Identification of a carbohydrate recognition motif of purinergic receptors
Figures

Identification of sugar-binding sites in P2Y purinoceptor 14 (P2Y14).
(A) Chemical structures of uridine diphosphate (UDP) and UDP-glucose (UDP-Glc). (B) Concentration-response curves of calcium mobilization for UDP or UDP-Glc in HEK293 cells transiently co-transfected with human P2Y14 and Gαqi5. Data are shown as mean ± SEM (n=3). See also Figure 1—source data 1 and Supplementary file 1. (C) Concentration-dependent comparison of calcium mobilization for UDP and UDP-Glc in HEK293 cells transiently co-transfected with human P2Y14 and Gαqi5 (n=3); **p<0.01, ***p<0.001, ****p<0.0001. (D) Ligand-bound model of P2Y14. Protein and compound are shown in cartoon and stick representations. (E, F) Docking models of UDP (E) and UDP-Glc (F) to P2Y14. Key residues are highlighted in yellow. Two sub-pockets for ligand binding are marked with circles. (G) Decomposition of ligand-binding energy for each receptor residue (n=10). (H) Calcium mobilization concentration-response curves for UDP or UDP-Glc in HEK293 expressing P2Y14 wild-type (WT) and mutants (n=3). See also Figure 1—source data 2 and Supplementary file 1. (I) Comparison of EC50s for UDP-Glc and UDP in HEK293 cells expressing P2Y14 mutants in calcium mobilization assay (n=3); **p<0.01, ***p<0.001. See also Figure 1—source data 3.
-
Figure 1—source data 1
Potency of uridine diphosphate (UDP) or UDP-glucose (UDP-Glc) in HEK293 cells expressing P2Y purinoceptor 14 (P2Y14).
- https://cdn.elifesciences.org/articles/85449/elife-85449-fig1-data1-v1.docx
-
Figure 1—source data 2
Potency of uridine diphosphate (UDP) or UDP-glucose (UDP-Glc) in HEK293 cells expressing P2Y purinoceptor 14 (P2Y14) wild-type (WT) and mutants.
- https://cdn.elifesciences.org/articles/85449/elife-85449-fig1-data2-v1.docx
-
Figure 1—source data 3
Comparison of EC50s for uridine diphosphate-glucose (UDP-Glc) and UDP in HEK293 cells expressing P2Y purinoceptor 14 (P2Y14) mutants.
- https://cdn.elifesciences.org/articles/85449/elife-85449-fig1-data3-v1.docx

The sub-pocket 1 of P2Y purinoceptor 14 (P2Y14) for uridine diphosphate (UDP) and UDP-glucose (Glc).
(A, B) Docking models of UDP (A) and UDP-Glc (B) to P2Y14 showing binding sites for UDP moieties.

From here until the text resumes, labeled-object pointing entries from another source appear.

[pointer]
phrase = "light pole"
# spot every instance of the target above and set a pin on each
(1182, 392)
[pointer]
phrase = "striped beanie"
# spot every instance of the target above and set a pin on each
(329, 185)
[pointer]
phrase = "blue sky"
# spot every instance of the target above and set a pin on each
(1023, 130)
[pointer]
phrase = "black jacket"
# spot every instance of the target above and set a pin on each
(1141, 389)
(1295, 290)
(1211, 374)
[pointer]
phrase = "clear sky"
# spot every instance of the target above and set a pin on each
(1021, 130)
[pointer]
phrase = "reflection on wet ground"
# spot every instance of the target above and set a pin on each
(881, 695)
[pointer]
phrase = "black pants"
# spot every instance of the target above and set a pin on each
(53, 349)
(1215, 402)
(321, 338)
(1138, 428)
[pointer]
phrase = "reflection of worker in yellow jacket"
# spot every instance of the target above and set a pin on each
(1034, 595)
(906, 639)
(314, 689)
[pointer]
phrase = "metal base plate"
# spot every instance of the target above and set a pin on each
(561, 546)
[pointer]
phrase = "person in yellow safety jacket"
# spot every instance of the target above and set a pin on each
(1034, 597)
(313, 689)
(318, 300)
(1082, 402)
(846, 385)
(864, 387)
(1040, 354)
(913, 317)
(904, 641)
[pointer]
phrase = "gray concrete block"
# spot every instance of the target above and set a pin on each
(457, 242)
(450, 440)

Protein is shown in cartoon representation. UDP (blue), UDP-Glc (salmon), and key residues (yellow) are shown in stick representation. (C, D) Calcium mobilization concentration-response curves for UDP (C) or UDP-glucose (D) in HEK293 expressing P2Y14 wild-type (WT) and mutants. Data are shown as mean ± SEM (n=3). See also Figure 1—source data 2.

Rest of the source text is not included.